Marigold tea shows beautiful golden color and sends out a chrysanthemum-like scent. But in fact, it tastes light and a little bitter. So, you can add some honey or sugar for flavoring, or blend with other herbals, such as chamomile or mint, to make a better taste.
Marigold Tea Precaution
Marigold tea is considered safe by the FDA. Still, people who are allergic to the Compositae family should pay attention to it. It’s best to smear a little on your hand or ask your doctor before having marigold tea.
Is marigold safe in tea?
You can prepare tea with dried marigold flowers. After drying the flower petals at a low temperature, boil water and add a tablespoon of dried flowers to the tea kettle before steeping. Depending on your condition, drink several cups per day.
How do you harvest marigolds for tea?
Cut selectively into the marigold clumps. If you don’t remove too many stems at a time, you’ll be able to harvest and continue growing throughout the season. Individual items must be plucked just above the plant’s base for ease of drying and to maintain the environment clean.
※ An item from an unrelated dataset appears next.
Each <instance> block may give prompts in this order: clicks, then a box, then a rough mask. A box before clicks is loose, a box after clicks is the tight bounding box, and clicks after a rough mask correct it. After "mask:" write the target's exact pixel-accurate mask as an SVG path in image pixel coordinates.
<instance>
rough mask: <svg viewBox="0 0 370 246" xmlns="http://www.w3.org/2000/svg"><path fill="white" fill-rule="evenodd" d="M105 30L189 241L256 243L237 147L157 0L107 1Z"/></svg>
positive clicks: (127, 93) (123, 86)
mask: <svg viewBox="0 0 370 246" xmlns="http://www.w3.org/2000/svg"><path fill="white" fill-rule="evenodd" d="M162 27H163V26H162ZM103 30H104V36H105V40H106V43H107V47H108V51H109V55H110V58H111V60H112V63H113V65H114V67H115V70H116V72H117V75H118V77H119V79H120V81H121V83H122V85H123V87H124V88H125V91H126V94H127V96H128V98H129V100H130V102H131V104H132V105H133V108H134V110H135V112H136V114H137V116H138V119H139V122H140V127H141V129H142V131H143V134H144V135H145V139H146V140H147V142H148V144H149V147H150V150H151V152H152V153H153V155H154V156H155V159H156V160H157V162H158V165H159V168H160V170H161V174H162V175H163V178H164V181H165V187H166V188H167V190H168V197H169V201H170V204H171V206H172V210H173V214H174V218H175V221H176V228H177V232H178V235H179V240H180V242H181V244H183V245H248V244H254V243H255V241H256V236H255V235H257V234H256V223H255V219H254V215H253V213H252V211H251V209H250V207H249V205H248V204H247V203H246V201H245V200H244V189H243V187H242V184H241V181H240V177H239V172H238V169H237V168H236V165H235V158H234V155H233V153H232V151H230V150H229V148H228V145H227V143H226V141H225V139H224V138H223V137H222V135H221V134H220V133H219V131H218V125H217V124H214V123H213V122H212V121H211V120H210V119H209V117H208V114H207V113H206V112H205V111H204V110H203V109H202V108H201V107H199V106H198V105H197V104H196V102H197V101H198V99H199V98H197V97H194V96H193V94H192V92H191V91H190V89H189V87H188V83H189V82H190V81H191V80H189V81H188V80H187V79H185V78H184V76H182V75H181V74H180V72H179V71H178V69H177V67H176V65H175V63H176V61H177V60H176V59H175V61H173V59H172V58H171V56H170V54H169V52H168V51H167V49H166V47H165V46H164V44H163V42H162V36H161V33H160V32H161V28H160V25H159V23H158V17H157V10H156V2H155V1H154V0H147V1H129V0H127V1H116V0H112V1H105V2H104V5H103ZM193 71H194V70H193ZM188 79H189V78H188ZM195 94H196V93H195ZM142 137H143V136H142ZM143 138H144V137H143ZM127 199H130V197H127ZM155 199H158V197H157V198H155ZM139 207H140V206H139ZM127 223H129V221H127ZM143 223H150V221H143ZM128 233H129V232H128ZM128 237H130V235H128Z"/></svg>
How do you preserve marigold flowers for tea?
Tie a 10-inch length of twine around the rubber band and use the yarn to hang the bunch of marigolds upside down from the hook. Refrain from disturbing or touching the marigolds while they hang to dry. Wait for two to four weeks for the marigolds to dry completely.
What does marigold tea taste like?
It’s sweet and much stronger now and edging on the verge of tasting like green tea. It tastes very much like what you would expect a flower to taste like. It’s a pleasant experience to watch something being created from what looks like nothing.